When I sent you that e-Alert I wrote: “And they actually believe women will use this medication when a tube of mascara can get the same job done with zero side effects.” What was I thinking? OF COURSE women will use it! In fact, executives for Allergan (the company that makes Latisse) predict their product will make half a billion dollars a year!
Now, that might be just good old-fashioned marketing hype – especially since we’re in the deepest recession in generations and Latisse costs about $120 for a one-month supply. (And keep in mind, you have to keep using it because if you stop, your new come-hither lashes will revert back to boring and normal.) But Allergan execs have a secret weapon they hope will encourage women to plunk down the big bucks: an A-List Celebrity.

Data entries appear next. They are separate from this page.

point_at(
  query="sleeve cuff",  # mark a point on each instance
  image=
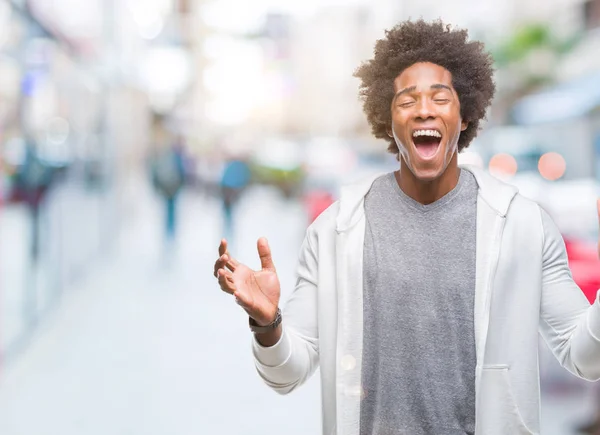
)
(275, 355)
(594, 318)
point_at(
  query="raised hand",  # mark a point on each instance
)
(258, 292)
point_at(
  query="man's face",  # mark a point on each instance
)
(426, 122)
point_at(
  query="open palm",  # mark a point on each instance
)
(257, 291)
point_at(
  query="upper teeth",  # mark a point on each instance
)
(427, 133)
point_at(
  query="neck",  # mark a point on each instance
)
(427, 192)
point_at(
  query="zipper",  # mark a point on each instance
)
(499, 231)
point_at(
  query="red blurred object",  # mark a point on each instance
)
(585, 265)
(316, 202)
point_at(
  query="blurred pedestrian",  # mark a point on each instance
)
(32, 181)
(422, 292)
(234, 180)
(168, 177)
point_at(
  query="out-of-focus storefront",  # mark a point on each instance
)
(64, 117)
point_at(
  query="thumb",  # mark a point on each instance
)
(264, 252)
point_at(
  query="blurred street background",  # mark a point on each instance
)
(135, 134)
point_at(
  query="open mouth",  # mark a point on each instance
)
(427, 142)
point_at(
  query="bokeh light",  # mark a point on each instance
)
(503, 165)
(552, 166)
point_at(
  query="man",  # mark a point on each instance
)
(421, 293)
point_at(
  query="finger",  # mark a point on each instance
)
(225, 261)
(226, 281)
(223, 247)
(243, 300)
(231, 262)
(264, 252)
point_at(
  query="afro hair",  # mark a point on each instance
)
(411, 42)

If you stop by latisse.com, your computer screen will suddenly fill with a heaping faceful of Brooke Shields. But Brooke didn’t just lend her image, she agreed to be a celebrity guinea pig. In fact, you can peruse “Brooke’s Gallery” to see the progress of her lashes, transforming from what appears to be perfectly adequate to…somewhat more adequate.
Want more? Click on “Brooke’s Video Diary” which “chronicles the lash journey.” But this diary is really just a one-minute advertisement, with Brooke describing her “journey” from short to long lashes. And maybe it’s just me, but she seems to be not exactly what you’d call over- the-top enthusiastic.
Perhaps she just found out that her lovely green (hazel?) irises may soon be turning brown.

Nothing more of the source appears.